We should see top pitching prospect Sandy Alcantara up in the big leagues very early in the season. That's something to watch for.

Starlin Castro, Justin Bour and JT Realmuto, when he returns from injury, are expected to be the run producers. It's quite a drop off from Stanton, Yelich and Ozuna, but that's where the Marlins are as a team for 2018.

Everything is a drop off.

The real story of this season is what's going on behind the scenes and away from the major league field. The Marlins have revitalized a terrible farm system with some exciting players who will likely be ready to help for 2019 and 2020.

That's not exactly what you want to hear on opening day 2018, but that's what comes with the territory in rebuilding an organization.

Off the field, Jeter is tying to build his blueprint and image of what a franchise should look like. A team that plays hard and the right way and a ballpark, in-game experience that is fun for the family.

Again, all of this sounds great and I’m all for the long term plan, but this plan includes lots of pain short term. This season will be about as painful as possible to watch.

The last two seasons I've lucked out with my Marlins preseason predictions by correctly saying the team would win 79 and 77 games. I wish I had been wrong and those teams had been better.

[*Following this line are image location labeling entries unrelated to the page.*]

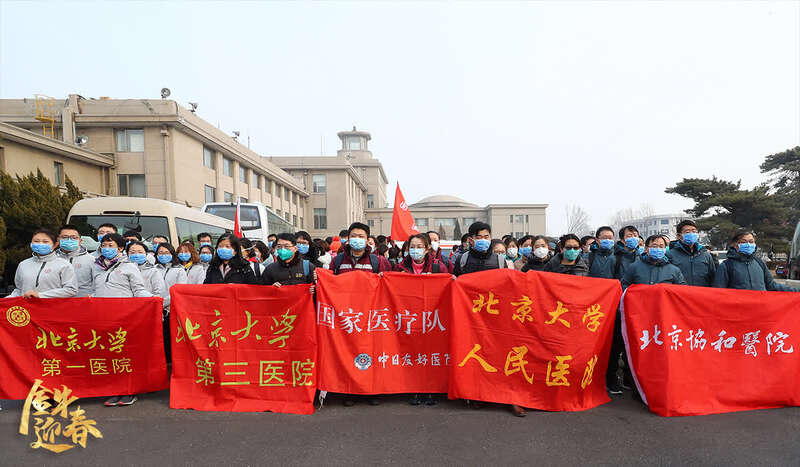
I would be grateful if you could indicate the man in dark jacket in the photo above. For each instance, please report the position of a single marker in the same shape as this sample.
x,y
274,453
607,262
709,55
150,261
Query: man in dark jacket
x,y
479,257
291,268
569,261
694,261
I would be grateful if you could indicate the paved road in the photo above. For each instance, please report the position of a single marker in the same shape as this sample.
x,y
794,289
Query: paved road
x,y
621,432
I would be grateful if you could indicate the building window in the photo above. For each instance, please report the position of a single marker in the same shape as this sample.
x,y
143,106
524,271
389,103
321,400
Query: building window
x,y
211,194
319,183
131,185
58,168
130,140
209,157
320,218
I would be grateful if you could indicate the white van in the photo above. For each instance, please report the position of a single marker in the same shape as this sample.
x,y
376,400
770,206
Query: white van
x,y
148,216
256,220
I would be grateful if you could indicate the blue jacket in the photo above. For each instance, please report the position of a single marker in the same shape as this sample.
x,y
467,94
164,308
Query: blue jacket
x,y
602,262
746,272
625,258
695,262
649,271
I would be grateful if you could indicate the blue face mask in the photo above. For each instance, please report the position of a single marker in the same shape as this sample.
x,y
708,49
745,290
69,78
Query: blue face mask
x,y
416,253
225,253
690,238
482,244
68,244
138,258
747,248
41,248
357,243
571,255
109,252
656,253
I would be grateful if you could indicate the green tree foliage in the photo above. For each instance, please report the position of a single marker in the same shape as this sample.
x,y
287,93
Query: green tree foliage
x,y
28,203
784,171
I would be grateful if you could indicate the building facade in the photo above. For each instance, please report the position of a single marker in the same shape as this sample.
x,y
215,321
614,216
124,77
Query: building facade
x,y
342,187
159,150
452,216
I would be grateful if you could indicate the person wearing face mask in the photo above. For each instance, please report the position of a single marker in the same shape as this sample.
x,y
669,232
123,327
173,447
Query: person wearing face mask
x,y
356,255
694,261
743,269
70,249
190,260
227,266
569,261
654,267
626,250
539,255
45,274
479,256
153,280
290,268
102,231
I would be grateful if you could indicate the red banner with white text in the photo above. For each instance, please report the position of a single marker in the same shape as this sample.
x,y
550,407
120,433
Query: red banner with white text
x,y
243,348
94,346
383,335
698,350
538,340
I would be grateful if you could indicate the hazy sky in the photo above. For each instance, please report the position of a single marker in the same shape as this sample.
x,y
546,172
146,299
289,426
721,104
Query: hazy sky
x,y
599,104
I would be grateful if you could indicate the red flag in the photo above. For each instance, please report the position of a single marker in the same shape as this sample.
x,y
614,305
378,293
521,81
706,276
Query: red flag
x,y
403,225
237,228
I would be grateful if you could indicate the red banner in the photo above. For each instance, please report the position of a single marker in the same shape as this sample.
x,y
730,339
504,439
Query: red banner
x,y
538,340
94,346
698,350
383,335
243,348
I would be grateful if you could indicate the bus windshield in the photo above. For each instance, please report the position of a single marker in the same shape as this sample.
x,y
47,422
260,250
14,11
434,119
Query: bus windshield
x,y
248,215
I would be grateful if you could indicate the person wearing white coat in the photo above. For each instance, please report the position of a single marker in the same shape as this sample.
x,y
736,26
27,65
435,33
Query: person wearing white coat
x,y
44,275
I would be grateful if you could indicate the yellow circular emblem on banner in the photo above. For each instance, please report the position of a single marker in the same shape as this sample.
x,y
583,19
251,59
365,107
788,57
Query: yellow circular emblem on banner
x,y
18,316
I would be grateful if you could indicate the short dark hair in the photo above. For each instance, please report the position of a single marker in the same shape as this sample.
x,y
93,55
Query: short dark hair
x,y
113,237
358,225
133,233
476,227
563,240
629,228
47,232
683,224
286,236
68,227
603,229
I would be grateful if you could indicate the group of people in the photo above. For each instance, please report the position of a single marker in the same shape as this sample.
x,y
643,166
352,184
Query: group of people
x,y
124,266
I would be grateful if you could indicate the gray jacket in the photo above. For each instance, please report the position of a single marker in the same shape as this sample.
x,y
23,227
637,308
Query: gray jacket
x,y
81,262
49,275
121,279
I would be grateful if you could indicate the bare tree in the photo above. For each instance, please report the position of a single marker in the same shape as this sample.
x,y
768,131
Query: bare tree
x,y
577,220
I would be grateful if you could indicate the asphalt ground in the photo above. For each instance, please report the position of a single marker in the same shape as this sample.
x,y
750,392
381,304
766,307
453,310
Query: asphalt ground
x,y
621,432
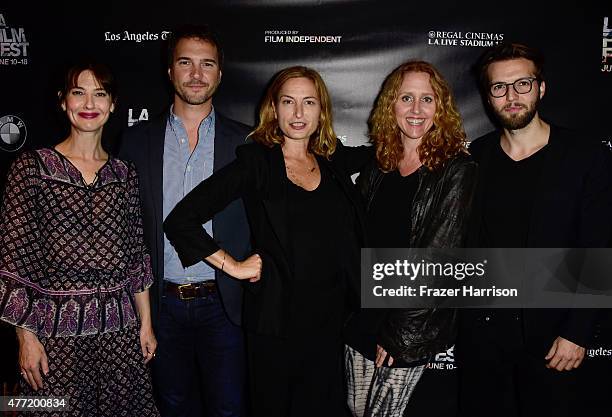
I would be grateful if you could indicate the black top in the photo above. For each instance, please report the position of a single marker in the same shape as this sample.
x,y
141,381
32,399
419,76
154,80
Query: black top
x,y
318,222
509,197
389,216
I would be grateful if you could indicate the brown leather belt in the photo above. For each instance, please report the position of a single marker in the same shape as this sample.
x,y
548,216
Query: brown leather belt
x,y
191,291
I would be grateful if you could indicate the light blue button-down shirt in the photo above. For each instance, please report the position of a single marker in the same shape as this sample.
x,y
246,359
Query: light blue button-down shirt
x,y
183,170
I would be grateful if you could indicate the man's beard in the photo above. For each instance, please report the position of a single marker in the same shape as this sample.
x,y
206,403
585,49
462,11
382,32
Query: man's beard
x,y
518,121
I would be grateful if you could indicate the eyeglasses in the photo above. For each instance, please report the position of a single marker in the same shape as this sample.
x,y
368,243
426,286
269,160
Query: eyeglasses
x,y
521,86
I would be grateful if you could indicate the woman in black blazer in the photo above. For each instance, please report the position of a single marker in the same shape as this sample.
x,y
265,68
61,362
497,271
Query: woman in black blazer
x,y
307,227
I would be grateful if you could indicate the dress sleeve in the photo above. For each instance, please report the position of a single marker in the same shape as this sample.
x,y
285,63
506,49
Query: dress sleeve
x,y
139,269
21,302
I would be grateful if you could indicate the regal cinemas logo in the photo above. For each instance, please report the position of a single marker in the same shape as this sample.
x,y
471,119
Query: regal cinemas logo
x,y
606,50
13,44
465,39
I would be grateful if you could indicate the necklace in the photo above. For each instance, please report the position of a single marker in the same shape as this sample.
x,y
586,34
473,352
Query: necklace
x,y
296,178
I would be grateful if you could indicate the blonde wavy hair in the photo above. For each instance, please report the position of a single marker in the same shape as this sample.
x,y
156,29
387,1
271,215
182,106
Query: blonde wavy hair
x,y
442,142
323,140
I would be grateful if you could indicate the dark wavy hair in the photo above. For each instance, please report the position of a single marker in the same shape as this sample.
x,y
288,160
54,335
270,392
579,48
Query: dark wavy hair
x,y
442,142
191,31
101,72
323,140
504,52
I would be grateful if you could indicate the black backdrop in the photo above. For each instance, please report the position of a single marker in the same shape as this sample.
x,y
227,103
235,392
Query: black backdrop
x,y
357,43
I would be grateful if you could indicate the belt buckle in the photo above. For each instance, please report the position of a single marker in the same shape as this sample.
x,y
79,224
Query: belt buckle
x,y
184,297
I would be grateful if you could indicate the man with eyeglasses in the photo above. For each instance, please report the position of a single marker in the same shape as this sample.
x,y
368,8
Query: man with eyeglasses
x,y
539,186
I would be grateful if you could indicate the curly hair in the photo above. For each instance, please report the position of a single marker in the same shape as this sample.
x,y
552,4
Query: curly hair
x,y
323,140
442,142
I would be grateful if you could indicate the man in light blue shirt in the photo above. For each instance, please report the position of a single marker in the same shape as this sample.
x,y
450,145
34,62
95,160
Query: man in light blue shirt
x,y
199,368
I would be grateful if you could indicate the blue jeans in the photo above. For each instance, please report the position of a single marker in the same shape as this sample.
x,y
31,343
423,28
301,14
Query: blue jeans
x,y
199,369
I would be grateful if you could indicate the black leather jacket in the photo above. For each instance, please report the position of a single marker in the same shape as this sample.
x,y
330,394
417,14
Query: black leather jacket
x,y
440,213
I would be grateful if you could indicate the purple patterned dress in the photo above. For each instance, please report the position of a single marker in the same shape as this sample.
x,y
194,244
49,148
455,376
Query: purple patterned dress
x,y
71,258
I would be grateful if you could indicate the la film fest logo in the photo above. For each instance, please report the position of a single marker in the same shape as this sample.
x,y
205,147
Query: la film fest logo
x,y
606,50
127,36
143,116
294,36
469,39
13,44
443,360
13,133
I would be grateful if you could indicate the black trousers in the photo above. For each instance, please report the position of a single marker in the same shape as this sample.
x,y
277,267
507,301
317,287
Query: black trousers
x,y
500,377
296,377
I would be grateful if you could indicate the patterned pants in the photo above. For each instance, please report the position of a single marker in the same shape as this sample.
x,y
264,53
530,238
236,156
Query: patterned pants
x,y
377,392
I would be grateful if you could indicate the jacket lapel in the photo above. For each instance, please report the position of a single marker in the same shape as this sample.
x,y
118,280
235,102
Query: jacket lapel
x,y
156,136
550,175
275,202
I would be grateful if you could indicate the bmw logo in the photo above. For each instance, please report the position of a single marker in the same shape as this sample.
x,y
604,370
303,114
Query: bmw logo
x,y
12,133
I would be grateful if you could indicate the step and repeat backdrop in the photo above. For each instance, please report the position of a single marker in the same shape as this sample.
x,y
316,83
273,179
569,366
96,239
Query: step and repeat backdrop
x,y
354,44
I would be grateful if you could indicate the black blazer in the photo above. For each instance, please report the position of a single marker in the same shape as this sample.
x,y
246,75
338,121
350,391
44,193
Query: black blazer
x,y
258,177
144,145
572,210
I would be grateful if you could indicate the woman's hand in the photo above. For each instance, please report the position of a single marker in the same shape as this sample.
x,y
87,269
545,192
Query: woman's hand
x,y
381,355
148,343
249,269
32,358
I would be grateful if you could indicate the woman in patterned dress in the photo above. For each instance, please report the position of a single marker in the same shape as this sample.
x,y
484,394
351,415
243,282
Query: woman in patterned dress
x,y
74,271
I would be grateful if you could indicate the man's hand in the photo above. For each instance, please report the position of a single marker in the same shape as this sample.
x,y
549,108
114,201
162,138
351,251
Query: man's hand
x,y
32,358
564,355
381,355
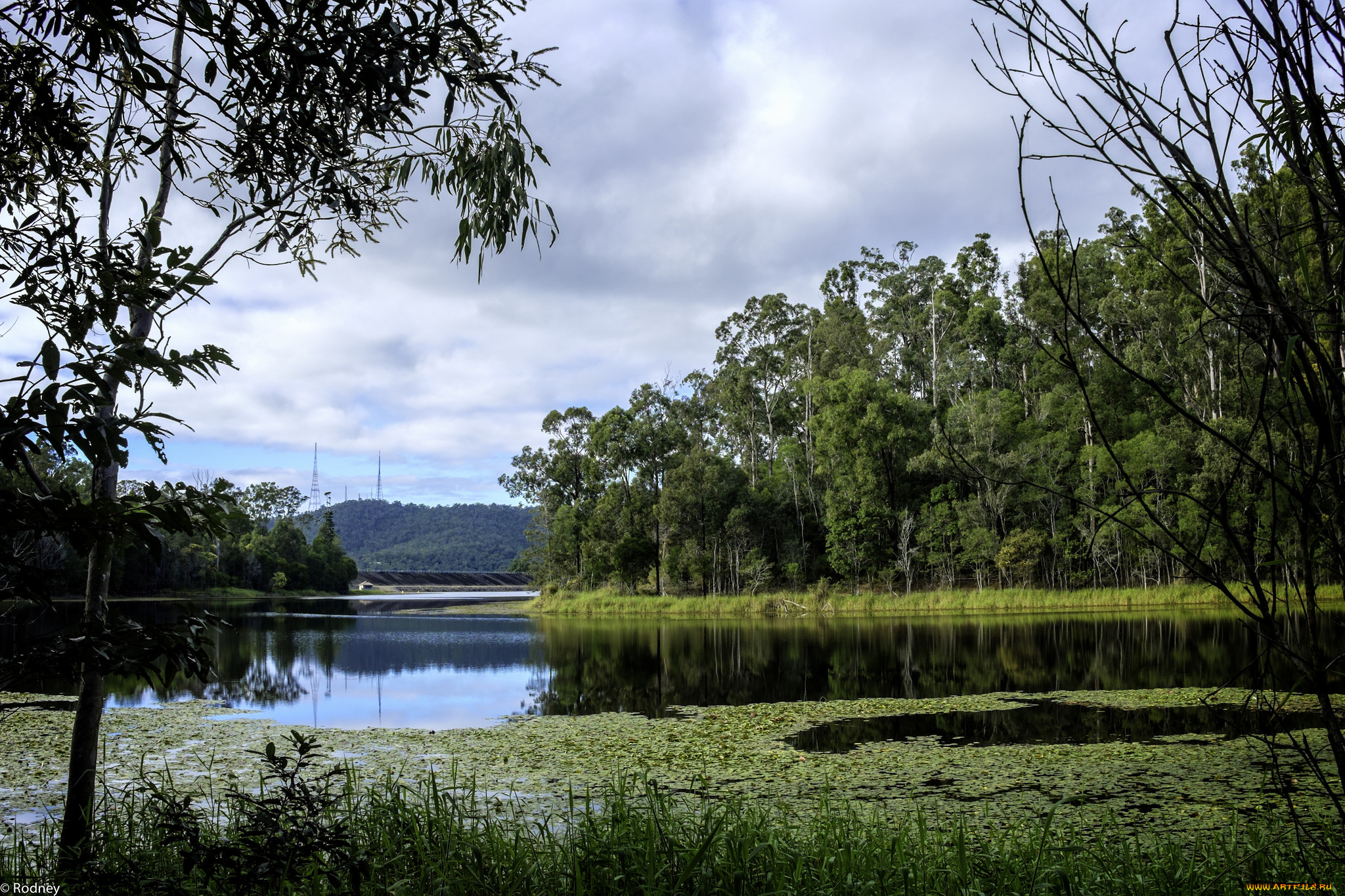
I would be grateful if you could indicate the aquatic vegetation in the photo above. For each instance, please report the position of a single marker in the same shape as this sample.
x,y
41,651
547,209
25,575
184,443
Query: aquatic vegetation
x,y
843,602
1181,782
441,836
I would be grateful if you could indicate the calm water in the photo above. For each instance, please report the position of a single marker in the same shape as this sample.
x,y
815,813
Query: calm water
x,y
337,670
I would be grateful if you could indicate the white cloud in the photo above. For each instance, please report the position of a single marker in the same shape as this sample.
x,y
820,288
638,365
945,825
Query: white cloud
x,y
703,152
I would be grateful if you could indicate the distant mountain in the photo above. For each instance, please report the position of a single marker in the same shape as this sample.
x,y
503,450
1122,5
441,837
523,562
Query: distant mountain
x,y
414,536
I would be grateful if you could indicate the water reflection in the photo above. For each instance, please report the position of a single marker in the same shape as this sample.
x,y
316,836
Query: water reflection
x,y
1049,721
439,672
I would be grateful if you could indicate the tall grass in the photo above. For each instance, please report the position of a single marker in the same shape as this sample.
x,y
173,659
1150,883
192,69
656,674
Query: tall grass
x,y
833,601
433,839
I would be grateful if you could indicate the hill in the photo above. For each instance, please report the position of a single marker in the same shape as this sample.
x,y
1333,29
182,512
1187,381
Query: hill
x,y
414,536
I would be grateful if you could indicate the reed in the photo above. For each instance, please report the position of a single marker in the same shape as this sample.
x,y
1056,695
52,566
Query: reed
x,y
834,601
432,837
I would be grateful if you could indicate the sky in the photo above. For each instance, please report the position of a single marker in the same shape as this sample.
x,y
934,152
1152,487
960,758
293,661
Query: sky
x,y
703,152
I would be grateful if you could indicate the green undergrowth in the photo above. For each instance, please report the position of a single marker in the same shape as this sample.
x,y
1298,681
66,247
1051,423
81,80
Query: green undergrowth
x,y
1174,784
825,602
440,837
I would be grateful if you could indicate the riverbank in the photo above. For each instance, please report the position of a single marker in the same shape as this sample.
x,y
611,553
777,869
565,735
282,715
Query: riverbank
x,y
1189,779
786,603
441,836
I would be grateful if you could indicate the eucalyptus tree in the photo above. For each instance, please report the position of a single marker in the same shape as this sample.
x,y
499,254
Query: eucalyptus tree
x,y
1238,155
562,481
758,371
275,132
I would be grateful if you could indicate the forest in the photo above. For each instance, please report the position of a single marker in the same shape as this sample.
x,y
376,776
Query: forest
x,y
268,545
390,535
935,423
264,543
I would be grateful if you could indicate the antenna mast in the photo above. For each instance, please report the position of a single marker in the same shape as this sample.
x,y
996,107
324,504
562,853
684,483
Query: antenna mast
x,y
314,495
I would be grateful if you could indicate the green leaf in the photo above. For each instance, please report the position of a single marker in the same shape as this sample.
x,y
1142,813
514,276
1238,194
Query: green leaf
x,y
50,359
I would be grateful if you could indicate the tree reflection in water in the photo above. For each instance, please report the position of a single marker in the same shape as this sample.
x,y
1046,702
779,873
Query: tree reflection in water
x,y
577,667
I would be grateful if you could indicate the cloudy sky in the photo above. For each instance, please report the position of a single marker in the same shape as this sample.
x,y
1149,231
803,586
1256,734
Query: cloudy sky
x,y
703,152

This season I can't imagine this team will win more than 70 games, and it's possible they could lose 100 games. Again, I hope I'm wrong, but it's unlikely this team can surprise people.

Better times may be ahead, and with every passing day the memory of Jeffrey Loria gets farther and farther away in the rear view mirror.

The only thing that remains, for now, is the losing. And, oh yeah, the home run statue in the outfield. The upside of being so bad is that I wouldn't expect it to go off that often.